Após superar infarto, atiradora Janice Teixeira estreia nos Jogos aos 54 anos
Atleta da prova da fossa Olímpica, brasileira teve problema saúde há oito anos e não pensa em aposentadoria
Atleta da prova da fossa Olímpica, brasileira teve problema saúde há oito anos e não pensa em aposentadoria
Janice Teixeira quebrou o recorde sul-americano da fossa Olímpica em 2015, quando garantiu sua vaga no Rio 2016 (Foto: Divulgação)
A atleta mais velha da delegação brasileira no Rio 2016 é uma estreante nos Jogos Olímpicos. Janice Teixeira, do tiro esportivo, levou 54 anos para chegar ao maior evento esportivo do mundo e precisou superar um grave problema de saúde no caminho: em 2008, a atleta da prova da fossa Olímpica sofreu um infarto.
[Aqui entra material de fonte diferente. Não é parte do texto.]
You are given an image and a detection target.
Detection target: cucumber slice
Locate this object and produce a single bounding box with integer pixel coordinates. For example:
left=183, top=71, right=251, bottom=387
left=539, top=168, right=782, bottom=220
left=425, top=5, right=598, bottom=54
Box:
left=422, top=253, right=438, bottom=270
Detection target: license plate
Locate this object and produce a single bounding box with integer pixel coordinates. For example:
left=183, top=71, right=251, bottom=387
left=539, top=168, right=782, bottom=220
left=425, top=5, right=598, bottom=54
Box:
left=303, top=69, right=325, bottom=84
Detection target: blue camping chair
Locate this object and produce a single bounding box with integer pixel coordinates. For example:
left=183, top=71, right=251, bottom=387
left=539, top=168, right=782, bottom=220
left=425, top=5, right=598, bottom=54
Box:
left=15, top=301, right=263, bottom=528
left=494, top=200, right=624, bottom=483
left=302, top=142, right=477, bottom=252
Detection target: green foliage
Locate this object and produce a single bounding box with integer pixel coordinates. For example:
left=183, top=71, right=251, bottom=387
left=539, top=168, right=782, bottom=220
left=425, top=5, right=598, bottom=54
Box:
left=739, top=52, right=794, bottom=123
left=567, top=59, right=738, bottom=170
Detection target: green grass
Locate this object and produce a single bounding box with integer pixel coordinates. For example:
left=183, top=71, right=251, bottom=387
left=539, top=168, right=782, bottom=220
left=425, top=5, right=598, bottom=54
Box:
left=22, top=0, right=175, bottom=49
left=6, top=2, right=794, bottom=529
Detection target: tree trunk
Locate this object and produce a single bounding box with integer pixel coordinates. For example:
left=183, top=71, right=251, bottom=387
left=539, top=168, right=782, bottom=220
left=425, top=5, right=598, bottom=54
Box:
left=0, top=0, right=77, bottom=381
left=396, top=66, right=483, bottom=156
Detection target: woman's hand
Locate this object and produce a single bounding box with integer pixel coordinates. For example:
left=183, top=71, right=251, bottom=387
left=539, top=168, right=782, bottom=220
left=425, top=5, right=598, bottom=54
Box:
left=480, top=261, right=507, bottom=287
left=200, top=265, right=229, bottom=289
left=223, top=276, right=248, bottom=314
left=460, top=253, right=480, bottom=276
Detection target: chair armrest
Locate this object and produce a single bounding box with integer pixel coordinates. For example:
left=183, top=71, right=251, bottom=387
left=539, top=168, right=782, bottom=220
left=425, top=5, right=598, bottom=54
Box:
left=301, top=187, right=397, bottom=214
“É minha primeira vez nos Jogos Olímpicos. Estar aqui como atleta é uma honra e encaro como um presente de Deus depois do que aconteceu em 2008. Estou muito feliz”, diz a brasileira.
O problema ocorreu no período dos Jogos Olímpicos de Pequim, quando Janice trabalhava como comentarista em um canal de televisão. Os diagnósticos apontaram problemas pessoais enfrentados pela atiradora na época como causa do infarto, que desapareceu da mesma forma que chegou, sem deixar vestígios.
“Fui levada para o hospital com todo o lado esquerdo do meu corpo paralisado. Não conseguia nem falar. Após 40 minutos, eu já estava em meu estado normal. Nem mesmo a equipe médica entendeu bem como isso aconteceu”, relembra Janice.
Janice Teixeira conduziu a tocha Olímpica em Bento Gonçalves no início de julho (Foto: Rio 2016/André Mourão)
Apesar da estreia Olímpica tardia, Janice não vê o Rio 2016 como estreia e despedida dos Jogos ao mesmo tempo. Determinada, a gaúcha, que conduziu a chama Olímpica em Bento Gonçalves (RS), faz planos de voltar a disputar os Jogos no futuro.
“A idade não é um fator determinante no tiro esportivo. Quem acha que estou aqui no Rio para encerrar minha carreira está muito enganado. Vou lutar por uma vaga em Tóquio 2020. O que aconteceu comigo foi muito grave, mas estou aqui para mostrar ao mundo que se você quer alguma coisa, você pode conseguir”, resume a veterana, que já esteve em quatro edições dos Jogos Pan-Americanos e ganhou a medalha de bronze em Santo Domingo 2003.